Using Popular Culture To My Advantage

My oldest loves that '70's show. We all do, truthfully. I know, I know, it's not exactly wholesome viewing material, but it's damn funny. And I get so tired of being the media nazi that I make exceptions now and then.

Hey. Don't judge me. I could be letting them gorge themselves on extreme fetish sex on the pornternet.

We laugh, because my oldest is incredibly smart, but also very stupid. Ever know somebody like that? They can solve mathematical theorems in their sleep but they forget to change their underwear?

For this reason, his peers have dubbed him Kelso. Not only does he act like Kelso, he looks like Kelso. And oddly, his best friend is the personification of Eric. It's kind of funny and really frightening at the same time. I should take a picture.

Anyway...trivia and dialogue from the show has made it into our household vernacular and is employed as often as humanly possible.

One of their favorite expression and pastimes, is "BURN". They love to burn one another, and, of course, they love to point out when one of them has been burned, particularly if it is an exceedingly witty and salient burn.

The mac daddy of all burns, is the "Octoburn"; or, eight burns in one.

To whit:

Octoburns are rare, but beautiful things.

But let's meander on to my point.

The other day, Pubescent One was insisting that I "owed" him a soda, because I drank the one he left unattended. For six hours. It was warm. It was flat. And it was mine to begin with. I keep plenty of other crap nutritious beverages in the fridge for them, but the Pibb Zero is MINE. It's my last vice. And I guard it with a fierceness that is well documented.

There were two left. And I wouldn't give him one.

"But you OWE me one, Mom."

"OWE you? I OWE you a soda? You owe me LIFE. How 'bout that??"

Eric, I mean er...Michael, who was listening to the exchange, gasped loudly.

"BURN!" he said with glee. And then,

"Dude. That was worse than an Octoburn. That was ETERNAburn. You can never top that, man."

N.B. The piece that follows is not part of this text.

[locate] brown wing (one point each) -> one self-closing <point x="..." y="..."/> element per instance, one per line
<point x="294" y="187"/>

Pubescent One dropped his shoulders and hung his head, aware that he had been beaten.

Red would be so proud.


  • At 3:24 PM, Blogger All Things BD said…

    I think I missed the whole point of this post because all I could focus on was Pibb Zero. I had no idea that this existed, and my life's mission will now be to procure 5 cases. Thank you for bringing this into my life.

  • At 3:45 PM, Blogger Middle Girl said…

    I'm not a huge fan of the show but I can still appreciate an awesome burn. ^5

  • At 5:25 PM, Anonymous Anonymous said…

    Love the show. Can't wait until my kids are old enough to watch it and then I can point out the dorky clothes I used to wear.

  • At 5:41 PM, Blogger Pgoodness said…

    EternaBurn! LOVE IT!!!

  • At 6:09 PM, Blogger Girlplustwo said…

    i don't know this show but i do know if i was coming over, i'd be bringing that pibb stuff.

  • At 1:54 AM, Blogger flutter said…

    that is almost as bad as the rare and elusive grandma burn

  • At 9:54 AM, Blogger (In)Sanity Gal said…

    This almost makes me think that I might enjoy having boys around the house one day. They sure are funny.

  • At 5:22 PM, Blogger Kathryn in NZ said…


    Too right, defend the vice that is yours! Anybody, and I mean ANYBODY, who even looks at my chocolate stash is dead. In this house, one's stash is a no go zone and the rule goes both ways for everyone that lives here.
    Point? You rock BA! Keep it up :)

  • At 3:07 PM, Anonymous Anonymous said…

    Red cracks me up. I love that you guys use the language in your house - that's fantastic. Octoburn. Eternaburn. Niiiice.